Dip Into Culture

Dip+Into+Culture

Recently my fellow classmates and I took a trip to the American Museum of Natural History for our online OC 21 Anthropology class. This was a perfect place to embrace all the cultures that we have and haven’t been exposed to. Our main areas of focus on the tour were the Hall of African People and the Hall of Origins. If you yourself plan on going there are plenty more exhibits to see but I’ll give you a brief overview of what we experienced.  As you are walking down this hallway you see this showcase of a forest with what we would call midget or pygmy people. Our guide, Dr. Lacey, explained that they are portrayed very accurately.
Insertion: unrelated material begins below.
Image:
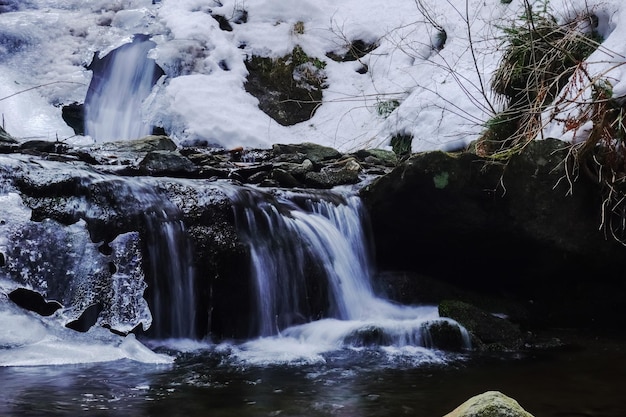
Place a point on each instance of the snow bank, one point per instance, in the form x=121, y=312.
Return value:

They are scarcely dressed and you can see them with bow and arrows along with nets. These people are known as the Mbuti people. In their culture, surprisingly the males play a greater role than the women. They do not know the roles of “father,” “son,” “brother,” because to them the members of the tribe are all just one big family. They each help each other  raise other people’s kids so there is no distinct line as to whose child is whose. They live independently in the forest as hunter-gatherers but they are able to communicate and trade with other more urbanized people who live outside the rainforest. To us, this is completely strange. In society today it is required you wear clothes and we depend on our phones, electronics, all this advanced modified technology. There they have none of that. You can only admire and wonder at the same time how do they live like this? Is it impossible to picture living our life like theirs?